ZAR was preferred over later a recommendation of Abatron,
because Abatron is two part epoxy, cost much more ($120/gal),
not locally available.   Abatron is better structurally,
but in this case the primary function was fill.
 Filled grain and nail holes in rail top and bottom box,
Filled missing wood on bottom of top rail and under rail
Filled holes and cracks in spindles.
  Replace:        One 18.5 inch piece of top board of bottom box- used 50-year
old clear spruce (half was gone, half was rotted pine)
                         One 14 inch piece of under rail. 5/4 pine, cove 2” dia.
whole length was soft but repairable except this wrecked section
 Reassemble:         Used  2.5 and 1.5 steel trim screws.
But should replace with stainless.
                                No problems. Might make spacing jig for larger section.
                                Filled some space between boards and between spindles.
 Prime:                 Benjamin Moore First Step latex printer, brushed.
$43/gal  ¼ used for one-coat
                                Primed top rail, spindles with under rail, and bottom box, then
                                 Finished re-assembly.
                           How many coats of primer  and then how many coats of paint?
                                Smooth old paint, fill cracks, provide weather seal.
Note: old wood not likely to move much.
Note: Bottom box is completely unpainted underneath.
Note:  Suggest refill any more crack/holes with ZAR, gentle sand,
and then recoat primer
                            Note: Aside from Code issue with railing height, consider how rail is
attached relative to Code later strength requirement (200 lbs).


                 OK-looks good.  Invited feedback at meeting 5/7/13.
A few spindles missing,  Fred cut one in half to duplicate,
I have two, one needs rebuilding with new cubes.
Removed Monday May 6,8:00 a.m.    Returned Tuesday May 7,7:00 p.m.  6 man hours
Rick Rayfield  (with help from Miranda Rayfield)


Future test project:  scrape/sand/prep clapboard ceiling section.
     Must be done on site.  Therefore plastic sheeting surround with duct tape, to
   Scrape with  hooded Tyvek suit, respirator, eye protection
Sand with 60 grit on orbital sander and Shop Vac with HEPA filter.
   Try to fully remove most paint in one section,  and remove loose paint in second section.   Prime.   Examine for acceptability in light of effort and cost incurred.
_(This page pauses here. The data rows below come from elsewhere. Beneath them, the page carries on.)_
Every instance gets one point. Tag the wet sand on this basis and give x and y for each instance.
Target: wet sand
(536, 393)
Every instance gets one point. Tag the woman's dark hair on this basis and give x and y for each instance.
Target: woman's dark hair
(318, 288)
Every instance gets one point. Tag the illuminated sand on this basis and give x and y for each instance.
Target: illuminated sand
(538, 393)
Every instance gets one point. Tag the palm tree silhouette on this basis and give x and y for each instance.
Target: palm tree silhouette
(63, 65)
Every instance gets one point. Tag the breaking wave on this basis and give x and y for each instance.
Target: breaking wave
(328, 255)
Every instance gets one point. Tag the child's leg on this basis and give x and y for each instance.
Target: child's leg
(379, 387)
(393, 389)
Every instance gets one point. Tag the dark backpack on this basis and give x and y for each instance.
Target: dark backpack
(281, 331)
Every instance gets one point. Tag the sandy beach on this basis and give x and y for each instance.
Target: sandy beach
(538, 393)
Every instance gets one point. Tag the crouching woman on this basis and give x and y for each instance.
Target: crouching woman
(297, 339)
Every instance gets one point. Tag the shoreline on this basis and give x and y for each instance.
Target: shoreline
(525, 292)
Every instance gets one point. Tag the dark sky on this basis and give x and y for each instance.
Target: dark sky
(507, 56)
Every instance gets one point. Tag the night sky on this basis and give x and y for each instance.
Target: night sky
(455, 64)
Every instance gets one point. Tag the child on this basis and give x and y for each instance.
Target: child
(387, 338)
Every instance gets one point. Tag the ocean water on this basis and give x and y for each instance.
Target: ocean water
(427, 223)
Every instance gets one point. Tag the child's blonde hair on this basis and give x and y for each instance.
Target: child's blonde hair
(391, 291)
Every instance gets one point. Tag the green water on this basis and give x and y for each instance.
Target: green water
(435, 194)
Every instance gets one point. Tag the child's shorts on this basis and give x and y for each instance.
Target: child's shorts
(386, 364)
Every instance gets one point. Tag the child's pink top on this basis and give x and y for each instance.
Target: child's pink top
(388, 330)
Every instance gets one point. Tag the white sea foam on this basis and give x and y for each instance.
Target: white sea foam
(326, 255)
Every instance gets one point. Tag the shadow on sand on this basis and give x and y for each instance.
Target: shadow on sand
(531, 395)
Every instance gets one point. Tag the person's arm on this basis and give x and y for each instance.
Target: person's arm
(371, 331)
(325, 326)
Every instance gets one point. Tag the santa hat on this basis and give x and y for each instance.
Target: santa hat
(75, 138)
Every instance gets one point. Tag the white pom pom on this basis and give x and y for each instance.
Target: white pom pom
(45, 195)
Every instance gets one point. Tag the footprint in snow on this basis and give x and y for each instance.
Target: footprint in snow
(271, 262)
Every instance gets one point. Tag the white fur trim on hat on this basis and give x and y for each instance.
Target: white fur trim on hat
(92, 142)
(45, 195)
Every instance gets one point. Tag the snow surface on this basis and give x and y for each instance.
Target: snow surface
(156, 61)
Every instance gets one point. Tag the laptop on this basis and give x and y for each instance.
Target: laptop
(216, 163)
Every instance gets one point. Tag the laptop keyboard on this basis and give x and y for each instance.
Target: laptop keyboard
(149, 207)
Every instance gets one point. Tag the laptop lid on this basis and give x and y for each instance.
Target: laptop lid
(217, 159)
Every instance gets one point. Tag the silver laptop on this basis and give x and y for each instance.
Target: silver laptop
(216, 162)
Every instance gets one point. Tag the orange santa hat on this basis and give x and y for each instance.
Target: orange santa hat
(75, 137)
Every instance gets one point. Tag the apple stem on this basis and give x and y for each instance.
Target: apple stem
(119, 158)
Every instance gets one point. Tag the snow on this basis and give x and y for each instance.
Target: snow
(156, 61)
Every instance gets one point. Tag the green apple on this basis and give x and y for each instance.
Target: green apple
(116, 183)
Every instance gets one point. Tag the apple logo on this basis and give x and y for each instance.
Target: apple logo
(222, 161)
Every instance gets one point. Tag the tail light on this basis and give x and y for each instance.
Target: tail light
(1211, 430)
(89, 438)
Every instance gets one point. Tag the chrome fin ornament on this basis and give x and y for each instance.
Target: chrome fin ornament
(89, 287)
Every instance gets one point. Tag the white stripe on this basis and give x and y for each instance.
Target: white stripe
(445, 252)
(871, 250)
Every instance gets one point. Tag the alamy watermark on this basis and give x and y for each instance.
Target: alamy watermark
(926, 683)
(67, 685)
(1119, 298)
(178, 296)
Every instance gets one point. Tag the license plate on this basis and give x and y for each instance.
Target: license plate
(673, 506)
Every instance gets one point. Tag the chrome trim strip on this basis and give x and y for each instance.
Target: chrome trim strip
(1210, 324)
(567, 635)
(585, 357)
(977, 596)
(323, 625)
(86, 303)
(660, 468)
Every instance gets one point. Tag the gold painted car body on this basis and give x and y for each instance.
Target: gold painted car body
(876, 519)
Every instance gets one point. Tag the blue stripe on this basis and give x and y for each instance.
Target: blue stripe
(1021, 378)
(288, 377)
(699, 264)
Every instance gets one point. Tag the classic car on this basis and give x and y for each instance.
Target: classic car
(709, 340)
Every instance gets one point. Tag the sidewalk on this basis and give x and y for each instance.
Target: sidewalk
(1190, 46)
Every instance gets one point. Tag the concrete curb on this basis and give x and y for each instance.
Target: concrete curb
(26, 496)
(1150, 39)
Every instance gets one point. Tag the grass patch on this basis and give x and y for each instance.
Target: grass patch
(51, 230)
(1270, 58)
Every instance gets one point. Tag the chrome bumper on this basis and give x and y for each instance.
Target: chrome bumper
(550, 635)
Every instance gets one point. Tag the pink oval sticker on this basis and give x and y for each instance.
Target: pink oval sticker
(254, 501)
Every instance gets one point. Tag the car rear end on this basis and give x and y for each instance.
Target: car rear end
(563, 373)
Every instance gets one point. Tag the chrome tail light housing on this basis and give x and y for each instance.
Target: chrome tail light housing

Partial work done:  we have most of the rounded trim pieces, sanded and filled, ready to re-install.


Projects:   prioritize!
   Ceilings, as determined by test project, above, and
Clapboard between 1st and 2nd floor.
    New supports from foundation to porch, integrating cornerstone
           6×6  or 8×8  wood posts.  Back sides tied down to foundation.
Bare, or white board trim.
    Posts to support second floor: replace or splice?   Reclaim box boards.

Trim mouldings and rail supports.
Repair brick hole on second floor
Repair windows under porch
Provide door(s) under porch- either inner doors, or new Z doors or ??

    Gutters, front and rear. Patch front gutter right off.
    Assess and plan resetting old stone steps either as they are, or recut.
     Re-attach porch to wall at south door, up and in.  Bolt through brick/beam.
    Clean and paint second floor porch floor
    Clean and paint first floor PT deck.